We’re helping a number of shoppers proper now with Marketo migrations. As giant corporations make the most of enterprise options like this, it’s like a spider net that weaves itself into processes and platforms over years… till the purpose that corporations aren’t even conscious of each touchpoint.
With an enterprise advertising automation platform like Marketo, kinds are the entry level of information all through websites and touchdown pages. Corporations typically have 1000’s of pages and tons of of kinds all through their websites that must be recognized for updating.
An incredible device for that is Screaming Frog’s web optimization Spider… maybe the most well-liked platform within the web optimization marketplace for crawling, auditing, and extracting knowledge from a website. The platform is feature-rich and gives tons of of choices for nearly each process you require. The options lengthen far past optimization for search, although, with one extremely useful characteristic for extracting knowledge out of your website because it’s being crawled.
Screaming Frog web optimization Spider: Crawl And Extract
A key characteristic of Screaming Frog web optimization Spider is that you would be able to carry out customized extractions primarily based on Regex, XPath, or CSSPath specifics. This is available in extraordinarily helpful as we want to crawl the shopper’s websites and audit and seize the MunchkinID and FormId values from pages.
With the device, open Configuration > Customized > Extraction to establish components you want to extract.

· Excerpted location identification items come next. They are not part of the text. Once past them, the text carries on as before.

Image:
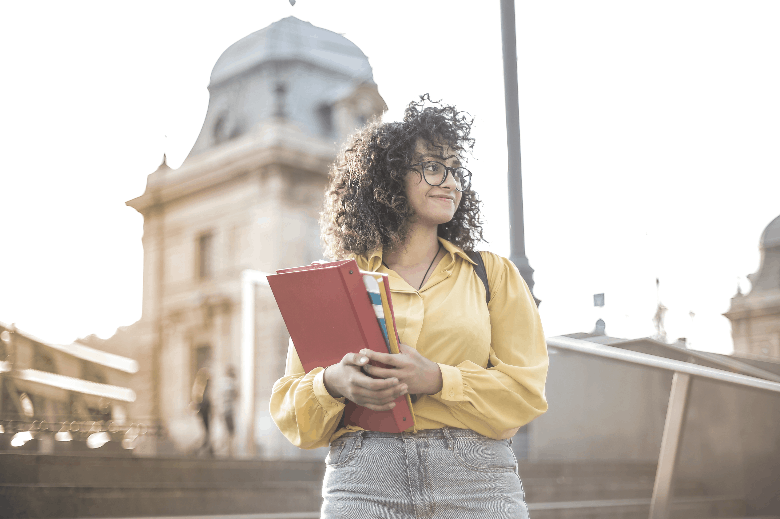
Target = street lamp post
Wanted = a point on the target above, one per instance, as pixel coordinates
(514, 177)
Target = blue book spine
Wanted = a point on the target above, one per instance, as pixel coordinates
(372, 286)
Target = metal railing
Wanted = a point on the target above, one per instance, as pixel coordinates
(675, 413)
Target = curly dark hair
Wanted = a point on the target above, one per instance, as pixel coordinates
(365, 203)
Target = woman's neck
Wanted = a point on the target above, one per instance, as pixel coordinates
(419, 247)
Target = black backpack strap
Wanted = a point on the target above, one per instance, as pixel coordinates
(481, 271)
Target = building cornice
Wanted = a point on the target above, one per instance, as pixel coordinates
(276, 142)
(754, 305)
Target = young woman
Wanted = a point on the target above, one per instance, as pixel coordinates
(400, 202)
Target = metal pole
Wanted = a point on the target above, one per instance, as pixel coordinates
(660, 504)
(246, 430)
(514, 176)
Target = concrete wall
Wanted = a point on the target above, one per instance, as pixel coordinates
(608, 410)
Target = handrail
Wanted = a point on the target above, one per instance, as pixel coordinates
(653, 361)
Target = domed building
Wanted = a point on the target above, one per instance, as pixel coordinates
(755, 316)
(247, 197)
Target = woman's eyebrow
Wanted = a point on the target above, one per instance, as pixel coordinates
(440, 157)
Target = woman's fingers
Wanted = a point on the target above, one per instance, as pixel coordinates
(355, 359)
(390, 359)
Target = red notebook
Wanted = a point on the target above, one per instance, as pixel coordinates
(328, 314)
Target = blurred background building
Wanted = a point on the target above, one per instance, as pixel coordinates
(247, 197)
(755, 316)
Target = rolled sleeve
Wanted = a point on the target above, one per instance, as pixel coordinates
(301, 406)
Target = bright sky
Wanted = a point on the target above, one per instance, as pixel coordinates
(649, 138)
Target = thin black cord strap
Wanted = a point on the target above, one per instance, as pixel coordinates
(429, 267)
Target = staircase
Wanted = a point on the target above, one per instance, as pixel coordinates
(69, 486)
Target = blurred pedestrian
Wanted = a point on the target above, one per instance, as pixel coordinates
(229, 399)
(201, 399)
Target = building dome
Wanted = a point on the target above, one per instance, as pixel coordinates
(291, 39)
(771, 235)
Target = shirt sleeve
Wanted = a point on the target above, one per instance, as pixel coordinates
(301, 406)
(499, 399)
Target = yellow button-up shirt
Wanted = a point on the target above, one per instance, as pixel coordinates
(493, 357)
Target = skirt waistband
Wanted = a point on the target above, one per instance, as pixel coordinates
(444, 432)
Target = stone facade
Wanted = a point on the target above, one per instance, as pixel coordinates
(755, 316)
(247, 197)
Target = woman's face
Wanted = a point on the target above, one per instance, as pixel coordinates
(432, 205)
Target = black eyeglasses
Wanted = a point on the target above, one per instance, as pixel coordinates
(435, 174)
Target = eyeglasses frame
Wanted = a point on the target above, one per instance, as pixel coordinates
(447, 171)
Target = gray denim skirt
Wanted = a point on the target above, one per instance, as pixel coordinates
(433, 474)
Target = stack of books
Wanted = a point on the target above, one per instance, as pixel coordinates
(332, 309)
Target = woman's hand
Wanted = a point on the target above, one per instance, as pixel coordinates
(420, 375)
(346, 379)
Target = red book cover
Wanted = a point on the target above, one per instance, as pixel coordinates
(328, 314)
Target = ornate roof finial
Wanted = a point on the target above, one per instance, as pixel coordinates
(660, 314)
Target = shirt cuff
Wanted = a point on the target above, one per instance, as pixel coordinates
(323, 397)
(452, 384)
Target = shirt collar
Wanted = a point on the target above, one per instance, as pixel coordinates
(373, 260)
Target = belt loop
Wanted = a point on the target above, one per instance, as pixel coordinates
(448, 439)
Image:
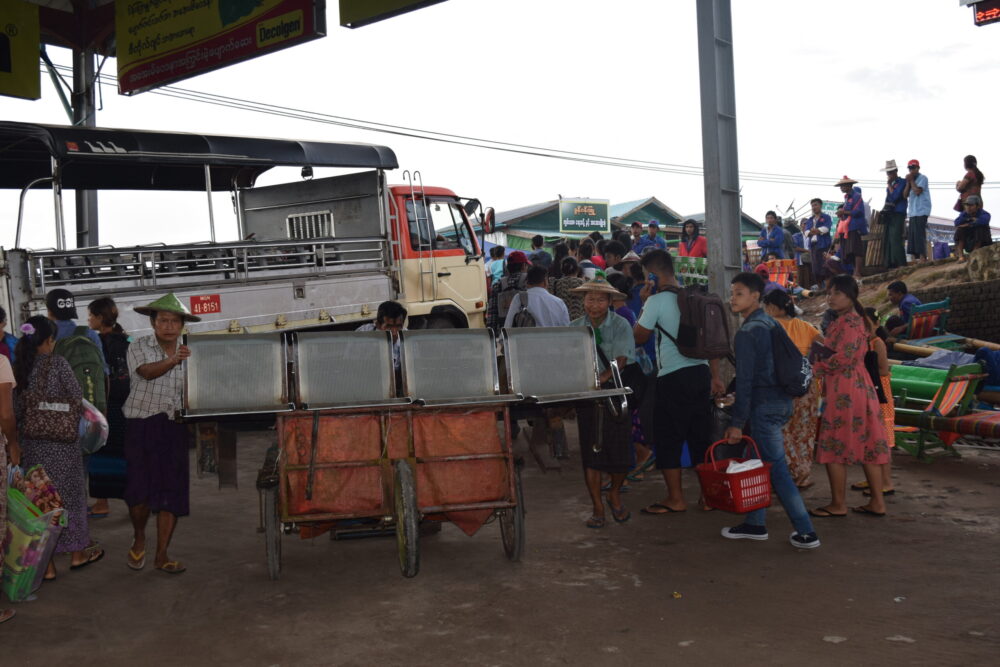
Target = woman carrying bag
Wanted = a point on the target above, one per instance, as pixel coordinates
(9, 450)
(48, 405)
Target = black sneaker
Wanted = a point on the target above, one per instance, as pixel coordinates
(807, 541)
(745, 531)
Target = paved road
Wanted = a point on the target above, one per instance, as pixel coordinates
(918, 587)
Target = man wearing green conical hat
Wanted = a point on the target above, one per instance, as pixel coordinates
(156, 447)
(605, 441)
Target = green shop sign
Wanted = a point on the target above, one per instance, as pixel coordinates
(583, 216)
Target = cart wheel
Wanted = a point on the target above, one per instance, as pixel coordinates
(512, 523)
(272, 532)
(407, 520)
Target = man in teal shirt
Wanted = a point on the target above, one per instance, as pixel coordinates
(684, 386)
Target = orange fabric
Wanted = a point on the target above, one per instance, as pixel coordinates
(358, 491)
(801, 332)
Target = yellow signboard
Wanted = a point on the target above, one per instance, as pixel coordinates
(20, 75)
(356, 13)
(161, 41)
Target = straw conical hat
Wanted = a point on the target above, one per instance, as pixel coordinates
(168, 304)
(599, 284)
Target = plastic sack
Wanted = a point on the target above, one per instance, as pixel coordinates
(93, 428)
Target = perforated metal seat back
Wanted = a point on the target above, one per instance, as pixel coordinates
(233, 374)
(444, 364)
(344, 367)
(551, 360)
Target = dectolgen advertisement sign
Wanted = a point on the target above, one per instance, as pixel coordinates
(163, 41)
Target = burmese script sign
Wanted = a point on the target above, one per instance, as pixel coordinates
(163, 41)
(583, 216)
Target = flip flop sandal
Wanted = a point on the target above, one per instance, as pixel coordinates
(92, 558)
(171, 567)
(136, 561)
(619, 514)
(823, 513)
(660, 508)
(865, 510)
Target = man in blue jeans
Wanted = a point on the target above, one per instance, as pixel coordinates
(767, 407)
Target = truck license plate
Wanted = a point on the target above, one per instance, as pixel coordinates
(206, 304)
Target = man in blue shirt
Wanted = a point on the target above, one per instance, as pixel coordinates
(684, 386)
(853, 248)
(817, 240)
(972, 227)
(651, 241)
(772, 237)
(894, 214)
(767, 407)
(918, 207)
(900, 297)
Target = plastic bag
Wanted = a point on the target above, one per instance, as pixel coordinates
(93, 429)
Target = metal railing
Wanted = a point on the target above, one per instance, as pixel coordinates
(150, 267)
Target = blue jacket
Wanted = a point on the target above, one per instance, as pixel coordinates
(821, 241)
(755, 379)
(855, 205)
(772, 240)
(982, 219)
(894, 195)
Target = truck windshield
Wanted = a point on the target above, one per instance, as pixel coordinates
(445, 218)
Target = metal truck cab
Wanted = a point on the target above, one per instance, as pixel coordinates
(439, 256)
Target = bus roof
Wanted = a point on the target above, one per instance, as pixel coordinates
(109, 159)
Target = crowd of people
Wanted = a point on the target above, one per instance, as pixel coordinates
(823, 248)
(50, 368)
(630, 300)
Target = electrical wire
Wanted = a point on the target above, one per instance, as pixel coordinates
(488, 144)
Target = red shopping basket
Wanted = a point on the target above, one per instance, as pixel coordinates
(739, 492)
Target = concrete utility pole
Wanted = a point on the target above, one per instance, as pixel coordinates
(718, 138)
(85, 115)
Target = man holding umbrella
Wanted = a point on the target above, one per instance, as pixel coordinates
(156, 446)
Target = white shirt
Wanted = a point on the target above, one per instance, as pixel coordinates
(547, 309)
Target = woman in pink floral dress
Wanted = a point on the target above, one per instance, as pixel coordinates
(851, 430)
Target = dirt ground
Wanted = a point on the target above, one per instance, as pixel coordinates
(918, 587)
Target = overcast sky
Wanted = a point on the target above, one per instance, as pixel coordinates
(823, 88)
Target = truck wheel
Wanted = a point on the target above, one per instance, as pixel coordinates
(407, 519)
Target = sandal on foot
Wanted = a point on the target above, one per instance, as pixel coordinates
(136, 560)
(885, 492)
(619, 514)
(171, 567)
(660, 508)
(865, 510)
(93, 556)
(823, 513)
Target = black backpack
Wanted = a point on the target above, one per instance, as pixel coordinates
(704, 327)
(523, 316)
(792, 370)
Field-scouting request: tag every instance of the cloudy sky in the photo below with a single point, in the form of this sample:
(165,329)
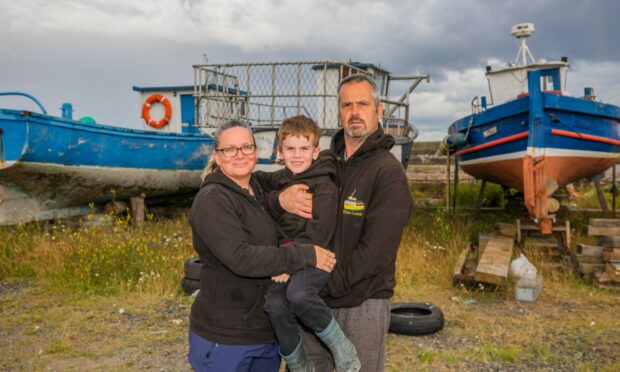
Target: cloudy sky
(91,52)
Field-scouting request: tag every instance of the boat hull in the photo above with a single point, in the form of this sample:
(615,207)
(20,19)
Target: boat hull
(539,143)
(53,167)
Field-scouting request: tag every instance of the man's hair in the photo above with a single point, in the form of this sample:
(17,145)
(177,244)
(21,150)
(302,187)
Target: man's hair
(211,164)
(358,78)
(299,125)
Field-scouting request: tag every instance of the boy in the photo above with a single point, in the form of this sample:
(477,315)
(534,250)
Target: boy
(298,141)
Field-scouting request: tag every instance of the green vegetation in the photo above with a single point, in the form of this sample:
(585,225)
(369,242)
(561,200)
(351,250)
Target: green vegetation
(99,260)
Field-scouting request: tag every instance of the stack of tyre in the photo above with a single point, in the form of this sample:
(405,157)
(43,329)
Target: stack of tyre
(406,318)
(191,282)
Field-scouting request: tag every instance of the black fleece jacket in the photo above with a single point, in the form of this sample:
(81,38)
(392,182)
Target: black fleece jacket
(320,177)
(237,243)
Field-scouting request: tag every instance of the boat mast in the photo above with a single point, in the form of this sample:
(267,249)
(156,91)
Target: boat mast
(522,31)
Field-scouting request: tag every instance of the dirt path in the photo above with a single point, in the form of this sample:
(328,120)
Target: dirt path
(484,332)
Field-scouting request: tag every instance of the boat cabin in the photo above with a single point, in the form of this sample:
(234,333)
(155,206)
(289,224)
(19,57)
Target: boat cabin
(509,83)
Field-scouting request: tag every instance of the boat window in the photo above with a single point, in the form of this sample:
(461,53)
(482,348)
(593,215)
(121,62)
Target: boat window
(546,83)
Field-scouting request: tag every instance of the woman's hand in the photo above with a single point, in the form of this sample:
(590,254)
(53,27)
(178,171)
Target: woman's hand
(325,260)
(297,199)
(282,278)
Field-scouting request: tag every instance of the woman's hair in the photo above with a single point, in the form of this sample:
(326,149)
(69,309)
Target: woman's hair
(211,164)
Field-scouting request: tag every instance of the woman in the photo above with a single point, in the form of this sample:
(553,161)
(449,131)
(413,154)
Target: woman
(237,243)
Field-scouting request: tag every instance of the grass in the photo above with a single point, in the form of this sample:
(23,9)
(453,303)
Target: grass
(79,297)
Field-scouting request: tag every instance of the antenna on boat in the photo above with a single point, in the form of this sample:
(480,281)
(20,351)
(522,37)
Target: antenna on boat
(522,31)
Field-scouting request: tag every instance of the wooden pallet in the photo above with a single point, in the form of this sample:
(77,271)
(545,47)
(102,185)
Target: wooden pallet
(601,262)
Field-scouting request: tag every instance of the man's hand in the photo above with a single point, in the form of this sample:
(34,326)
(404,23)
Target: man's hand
(297,199)
(325,259)
(282,278)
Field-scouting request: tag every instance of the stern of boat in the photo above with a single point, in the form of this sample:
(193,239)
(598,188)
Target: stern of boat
(13,137)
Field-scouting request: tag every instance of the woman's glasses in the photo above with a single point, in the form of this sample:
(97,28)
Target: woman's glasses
(231,152)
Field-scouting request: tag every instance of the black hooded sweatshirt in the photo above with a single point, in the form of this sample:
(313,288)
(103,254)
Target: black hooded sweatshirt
(375,204)
(237,243)
(373,208)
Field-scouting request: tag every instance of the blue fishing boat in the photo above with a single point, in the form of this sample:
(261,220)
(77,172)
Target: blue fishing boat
(55,166)
(535,138)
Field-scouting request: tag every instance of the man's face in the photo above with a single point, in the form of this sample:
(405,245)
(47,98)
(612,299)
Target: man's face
(358,113)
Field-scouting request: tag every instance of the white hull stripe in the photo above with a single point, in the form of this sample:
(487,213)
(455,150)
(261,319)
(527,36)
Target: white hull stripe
(542,152)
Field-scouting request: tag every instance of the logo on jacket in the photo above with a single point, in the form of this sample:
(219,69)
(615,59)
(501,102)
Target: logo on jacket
(352,206)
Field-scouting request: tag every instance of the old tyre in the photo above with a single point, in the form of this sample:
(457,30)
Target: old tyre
(190,285)
(192,268)
(415,319)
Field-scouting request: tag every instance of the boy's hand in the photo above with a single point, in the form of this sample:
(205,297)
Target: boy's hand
(297,199)
(282,278)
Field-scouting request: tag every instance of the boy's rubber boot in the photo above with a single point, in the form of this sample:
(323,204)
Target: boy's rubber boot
(297,361)
(343,350)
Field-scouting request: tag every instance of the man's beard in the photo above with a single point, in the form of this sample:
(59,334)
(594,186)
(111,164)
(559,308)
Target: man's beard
(358,132)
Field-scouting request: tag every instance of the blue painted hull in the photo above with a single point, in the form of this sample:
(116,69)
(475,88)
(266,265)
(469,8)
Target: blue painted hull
(538,143)
(51,163)
(569,127)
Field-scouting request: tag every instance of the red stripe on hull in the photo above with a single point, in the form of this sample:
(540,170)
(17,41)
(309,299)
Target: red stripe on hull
(561,168)
(584,136)
(492,143)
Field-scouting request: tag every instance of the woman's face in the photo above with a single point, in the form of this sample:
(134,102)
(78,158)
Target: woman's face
(239,167)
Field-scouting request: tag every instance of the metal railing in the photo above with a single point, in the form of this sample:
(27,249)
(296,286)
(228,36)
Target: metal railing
(263,94)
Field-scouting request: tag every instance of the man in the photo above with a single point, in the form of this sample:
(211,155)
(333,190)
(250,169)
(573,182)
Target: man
(374,206)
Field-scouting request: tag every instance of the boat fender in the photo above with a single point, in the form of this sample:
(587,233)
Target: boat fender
(146,111)
(455,140)
(525,94)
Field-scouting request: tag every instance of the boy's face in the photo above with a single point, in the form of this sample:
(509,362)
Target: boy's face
(298,152)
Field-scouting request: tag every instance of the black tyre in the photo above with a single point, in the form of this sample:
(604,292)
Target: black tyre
(190,285)
(192,268)
(609,241)
(415,319)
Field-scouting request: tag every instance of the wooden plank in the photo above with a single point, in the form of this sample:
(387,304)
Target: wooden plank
(460,263)
(603,231)
(529,227)
(507,229)
(590,250)
(611,256)
(483,239)
(588,259)
(604,222)
(613,274)
(495,260)
(609,241)
(589,268)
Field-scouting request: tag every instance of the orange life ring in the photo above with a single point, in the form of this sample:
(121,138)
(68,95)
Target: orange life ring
(525,94)
(146,110)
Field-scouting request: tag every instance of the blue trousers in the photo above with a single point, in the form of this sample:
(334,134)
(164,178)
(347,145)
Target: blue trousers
(207,356)
(297,299)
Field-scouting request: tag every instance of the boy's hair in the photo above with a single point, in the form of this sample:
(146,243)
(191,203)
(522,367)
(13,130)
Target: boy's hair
(299,125)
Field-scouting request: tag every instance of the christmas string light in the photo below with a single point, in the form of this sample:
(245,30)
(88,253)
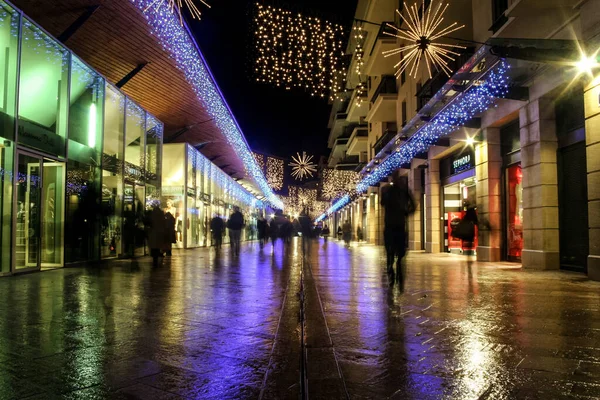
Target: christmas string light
(467,105)
(275,167)
(298,51)
(302,166)
(337,182)
(422,33)
(177,41)
(260,159)
(177,5)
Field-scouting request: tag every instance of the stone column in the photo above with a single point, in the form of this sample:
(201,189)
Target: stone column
(540,185)
(592,141)
(432,193)
(414,220)
(488,170)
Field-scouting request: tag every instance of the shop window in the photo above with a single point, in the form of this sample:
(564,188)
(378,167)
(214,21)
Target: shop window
(43,92)
(6,201)
(135,142)
(112,173)
(514,206)
(154,138)
(86,98)
(9,31)
(83,211)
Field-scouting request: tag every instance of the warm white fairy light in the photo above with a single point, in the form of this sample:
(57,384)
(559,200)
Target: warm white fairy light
(338,182)
(302,166)
(177,6)
(422,32)
(298,51)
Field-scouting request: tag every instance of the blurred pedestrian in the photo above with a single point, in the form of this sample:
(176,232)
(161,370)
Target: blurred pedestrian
(156,234)
(217,226)
(469,223)
(347,232)
(325,232)
(235,225)
(359,235)
(398,203)
(261,227)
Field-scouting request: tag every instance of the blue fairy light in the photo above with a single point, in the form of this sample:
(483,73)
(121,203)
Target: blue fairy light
(178,42)
(467,105)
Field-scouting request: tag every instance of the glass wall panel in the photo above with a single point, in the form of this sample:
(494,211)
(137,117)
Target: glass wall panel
(43,92)
(173,186)
(83,173)
(6,201)
(9,33)
(154,137)
(191,217)
(135,140)
(112,173)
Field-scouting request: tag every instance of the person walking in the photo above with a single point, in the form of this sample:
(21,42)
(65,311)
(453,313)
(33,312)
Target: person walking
(398,203)
(347,232)
(261,227)
(325,233)
(216,227)
(469,222)
(235,225)
(170,234)
(156,234)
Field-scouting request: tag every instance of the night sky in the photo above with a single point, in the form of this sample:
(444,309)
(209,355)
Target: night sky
(274,121)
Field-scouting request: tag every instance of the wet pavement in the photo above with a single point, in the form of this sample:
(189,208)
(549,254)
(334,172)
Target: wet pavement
(275,324)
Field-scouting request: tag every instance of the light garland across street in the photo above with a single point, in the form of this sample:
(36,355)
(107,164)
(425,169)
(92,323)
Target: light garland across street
(469,104)
(178,42)
(298,51)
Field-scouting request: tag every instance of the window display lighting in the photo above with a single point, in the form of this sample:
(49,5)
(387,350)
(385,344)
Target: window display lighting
(177,40)
(466,106)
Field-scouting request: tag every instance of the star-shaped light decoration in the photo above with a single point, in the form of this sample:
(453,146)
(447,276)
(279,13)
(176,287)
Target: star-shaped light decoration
(177,5)
(302,166)
(422,33)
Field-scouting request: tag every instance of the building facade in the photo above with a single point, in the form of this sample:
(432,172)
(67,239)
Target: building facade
(524,157)
(81,161)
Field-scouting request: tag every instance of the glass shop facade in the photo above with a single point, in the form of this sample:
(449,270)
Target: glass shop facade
(194,190)
(79,161)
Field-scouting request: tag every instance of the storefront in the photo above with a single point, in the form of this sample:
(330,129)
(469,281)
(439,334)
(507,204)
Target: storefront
(194,190)
(79,160)
(512,193)
(457,174)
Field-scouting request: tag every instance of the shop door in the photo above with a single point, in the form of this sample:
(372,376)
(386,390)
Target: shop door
(134,235)
(39,213)
(573,207)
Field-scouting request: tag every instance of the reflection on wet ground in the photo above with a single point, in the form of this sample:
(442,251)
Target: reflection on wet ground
(268,325)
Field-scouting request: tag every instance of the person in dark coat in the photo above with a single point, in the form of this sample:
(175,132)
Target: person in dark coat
(398,203)
(170,234)
(156,234)
(235,223)
(261,227)
(217,226)
(471,218)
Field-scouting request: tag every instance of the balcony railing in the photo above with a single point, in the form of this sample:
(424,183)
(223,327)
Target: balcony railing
(386,86)
(383,140)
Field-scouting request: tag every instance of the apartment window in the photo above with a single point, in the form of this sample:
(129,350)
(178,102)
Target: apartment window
(498,17)
(403,74)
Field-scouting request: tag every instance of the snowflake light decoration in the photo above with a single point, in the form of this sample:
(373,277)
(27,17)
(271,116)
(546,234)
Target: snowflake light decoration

The extraction display permits for nearly limitless knowledge assortment:
Regex, XPath, and CSSPath Extraction
For the MunchkinID, the identifier is situated throughout the type script that’s throughout the web page:
<script sort='textual content/javascript' id='marketo-fat-js-extra'>
/* <![CDATA[ */
var marketoFat = {
"id": "123-ABC-456",
"prepopulate": "",
"ajaxurl": "https://yoursite.com/wp-admin/admin-ajax.php",
"popout": {
"enabled": false
}
};
/* ]]> */
We then apply a Regex rule to seize the id from throughout the script tag that’s inserted within the web page:
Regex: ["']id["']: *["'](.*?)["']
For the Type ID, the info is in an enter tag throughout the Marketo type:
<enter sort="hidden" title="formid" class="mktoField mktoFieldDescriptor" worth="1234">
We apply an XPath rule to seize the id from throughout the type that’s inserted within the web page. The XPath question appears for a type with an enter with a reputation of formid, then the extraction saves the worth:
XPath: //type/enter[@name="formid"]/@worth
Extract Inline Model Tags
We’re serving to a shopper proper now clear up a website the place they used inline types on the Elementor plugin to customise nearly each aspect with a web page. To establish the place inline types have been used, we scrapted the positioning with quite a few RegEx guidelines for customized extraction:
<spans+(?:[^>]*?s+)?types*=s*"([^"]*)"
<as+(?:[^>]*?s+)?types*=s*"([^"]*)"
<divs+(?:[^>]*?s+)?types*=s*"([^"]*)"
- Heading Tag Inline Model:
<h+(?:[^>]*?s+)?types*=s*"([^"]*)"
Exclude Subdomains In Your Crawl
At Martech Zone, we serve the positioning in a number of languages at completely different subdomains. Crawling these translations isn’t mandatory since all of the belongings and data relies on the core website. Due to this, we enabled the Exclude Listing Configuration and added the next rule:
.*.martech.zone
You can even use this to skip crawling pointless paths like tags by including:
martech.zone/tag/.*
The platform even has a pleasant technique to check some URLs in opposition to the foundations to make sure it really works correctly earlier than you crawl your website.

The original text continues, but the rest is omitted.